Our study showed that fluorescent EGFR antibodies and the Firefly camera in the da Vinci system can detect fluorescing gallbladder tumors, which demonstrates their potential use for molecular imaging-based prevision surgery in the near future.
The incidence of gallbladder cancer worldwide is 2.2 individuals per 100,000 and 2.9 individuals per 100,000 in South Korea [1,2,3]. In advanced stage of the disease, mortality rate is high, with a 5-year survival rate of only 2.5%. However, when the tumor is confined to the gallbladder, the survival rate is 73.5% . Thus, early detection and treatment are important for survival. However, distinguishing malignant disease from benign inflammatory disease is difficult and often makes a diagnosis tricky. The diagnosis of gallbladder cancer after cholecystectomy often occurs incidentally, as the presence of cancer is often not suspected .
Preclinical and clinical studies showed that when combined with endoscopy, laparoscopy and robotic surgery system fluorescent imaging aid in the detection of cancer in various organs and allow complete resection of the cancer [5, 6]. Fluorescent imaging may also help in the precise diagnosis and treatment of patients with gallbladder cancer [5, 7]. The Firefly™ camera, which can be integrated into the da Vinci® system, is a fluorescent imaging system that is currently used in clinical settings and can detect both visible and near-infrared light images. Its current applications include fluorescent cholangiography, bowel perfusion assessment, lymph node mapping, and sentinel lymph node biopsy . To further expand the use of fluorescent imaging technology to tumor detection and focus surgical resection, molecular imaging methods with several contrast agents targeting various cancer biomarkers are currently under development . Since laparoscopic and robotic surgeries are already being widely used for gallbladder surgery and suitable imaging tools are available, a fluorescent molecular imaging technology can be easily applied to treat gallbladder cancer after its usefulness is proven in preclinical studies [10,11,12].

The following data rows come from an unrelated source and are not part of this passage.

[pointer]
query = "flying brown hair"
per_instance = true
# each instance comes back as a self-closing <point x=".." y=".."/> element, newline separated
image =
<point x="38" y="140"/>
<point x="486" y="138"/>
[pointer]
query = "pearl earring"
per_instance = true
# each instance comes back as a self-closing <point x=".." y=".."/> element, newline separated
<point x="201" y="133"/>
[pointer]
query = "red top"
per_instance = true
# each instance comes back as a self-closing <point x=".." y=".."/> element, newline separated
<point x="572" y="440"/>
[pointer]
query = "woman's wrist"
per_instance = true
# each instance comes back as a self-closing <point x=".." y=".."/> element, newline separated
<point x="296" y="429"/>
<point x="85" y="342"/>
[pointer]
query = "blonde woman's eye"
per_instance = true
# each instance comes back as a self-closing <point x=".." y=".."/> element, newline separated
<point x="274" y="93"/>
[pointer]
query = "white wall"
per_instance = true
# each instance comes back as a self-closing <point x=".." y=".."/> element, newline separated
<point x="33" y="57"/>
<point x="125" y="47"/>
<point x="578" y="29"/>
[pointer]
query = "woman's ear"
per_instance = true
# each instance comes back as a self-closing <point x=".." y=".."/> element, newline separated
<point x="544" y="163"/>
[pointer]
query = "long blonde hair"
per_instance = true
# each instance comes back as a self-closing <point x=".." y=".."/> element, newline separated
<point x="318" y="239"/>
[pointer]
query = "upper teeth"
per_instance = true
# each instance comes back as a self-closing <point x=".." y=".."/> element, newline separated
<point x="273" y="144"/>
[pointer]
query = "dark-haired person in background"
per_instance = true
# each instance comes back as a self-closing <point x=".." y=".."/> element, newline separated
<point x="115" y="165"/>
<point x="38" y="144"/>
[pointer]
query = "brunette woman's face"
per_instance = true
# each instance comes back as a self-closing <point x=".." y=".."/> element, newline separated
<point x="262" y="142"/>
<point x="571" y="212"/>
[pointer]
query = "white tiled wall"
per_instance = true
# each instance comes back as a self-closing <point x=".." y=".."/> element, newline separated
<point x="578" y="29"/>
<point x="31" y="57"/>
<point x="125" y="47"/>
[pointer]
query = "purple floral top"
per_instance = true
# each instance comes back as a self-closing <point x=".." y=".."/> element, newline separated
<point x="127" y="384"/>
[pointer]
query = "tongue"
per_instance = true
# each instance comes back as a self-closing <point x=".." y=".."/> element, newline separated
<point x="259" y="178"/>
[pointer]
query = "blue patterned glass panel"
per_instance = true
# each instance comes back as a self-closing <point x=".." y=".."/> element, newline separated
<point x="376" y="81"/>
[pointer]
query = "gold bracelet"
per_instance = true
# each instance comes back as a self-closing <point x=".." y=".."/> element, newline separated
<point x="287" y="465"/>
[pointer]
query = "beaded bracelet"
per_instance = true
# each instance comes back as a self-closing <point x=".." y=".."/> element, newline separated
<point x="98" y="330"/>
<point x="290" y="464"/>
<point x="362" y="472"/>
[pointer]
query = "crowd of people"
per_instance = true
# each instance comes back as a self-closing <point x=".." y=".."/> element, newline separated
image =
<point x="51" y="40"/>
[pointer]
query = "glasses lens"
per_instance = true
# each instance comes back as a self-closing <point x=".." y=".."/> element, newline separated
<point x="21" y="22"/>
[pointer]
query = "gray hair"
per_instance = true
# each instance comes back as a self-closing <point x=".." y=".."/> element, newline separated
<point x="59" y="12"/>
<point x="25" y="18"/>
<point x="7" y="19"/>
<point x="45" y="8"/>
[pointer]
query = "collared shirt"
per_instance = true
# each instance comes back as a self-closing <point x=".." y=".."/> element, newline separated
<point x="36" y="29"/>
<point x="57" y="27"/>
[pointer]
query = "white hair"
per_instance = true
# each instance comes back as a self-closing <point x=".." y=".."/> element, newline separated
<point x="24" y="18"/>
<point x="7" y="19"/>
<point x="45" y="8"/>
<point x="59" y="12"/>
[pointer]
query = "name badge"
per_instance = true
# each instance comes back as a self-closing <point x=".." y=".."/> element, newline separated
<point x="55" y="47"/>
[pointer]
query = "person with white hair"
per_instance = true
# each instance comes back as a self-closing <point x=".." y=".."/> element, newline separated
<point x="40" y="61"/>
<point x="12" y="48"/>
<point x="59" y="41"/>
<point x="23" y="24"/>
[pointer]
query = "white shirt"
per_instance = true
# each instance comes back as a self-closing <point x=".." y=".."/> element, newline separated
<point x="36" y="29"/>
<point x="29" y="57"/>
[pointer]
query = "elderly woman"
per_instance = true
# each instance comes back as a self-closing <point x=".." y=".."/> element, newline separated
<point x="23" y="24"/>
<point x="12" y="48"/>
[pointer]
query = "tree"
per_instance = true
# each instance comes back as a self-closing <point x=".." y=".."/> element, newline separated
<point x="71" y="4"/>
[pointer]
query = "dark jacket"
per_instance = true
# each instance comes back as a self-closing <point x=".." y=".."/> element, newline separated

The epidermal growth factor receptor (EGFR) is one of the most frequently examined cancer biomarkers in fluorescent imaging, as it is frequently altered in various human cancers . In normal tissues, EGFR is a regulator of epithelial tissue development and homeostasis, but in cancerous tissues, EGFR is associated with cell proliferation, migration and metastases, evasion from apoptosis, and angiogenesis . In gallbladder cancer, EGFR is expressed in about 90% of cases, making it an attractive target for use in fluorescent imaging [15, 16].
In this study, we sought to demonstrate that the da Vinci Firefly camera and EGFR-targeted antibody conjugated with fluorescent material could be used for the detection of gallbladder cancer in tumor mouse models.
Materials and methods
Gallbladder cancer cell lines
The human gallbladder cancer cell line, NOZ (EGFR-positive), and the human embryonic kidney cell lines, HEK293 (EGFR-negative) [17, 18], were maintained in RPMI 1640 and Minimum Essential Medium containing Earle’s balanced salts (MEM/EBSS) medium supplemented with 10% fetal bovine serum (Gibco, Carlsbad, USA) and an antibiotic-antimycotic solution (Gibco, Carlsbad, USA). All cells were cultured at 37°C in a 5% CO2 incubator.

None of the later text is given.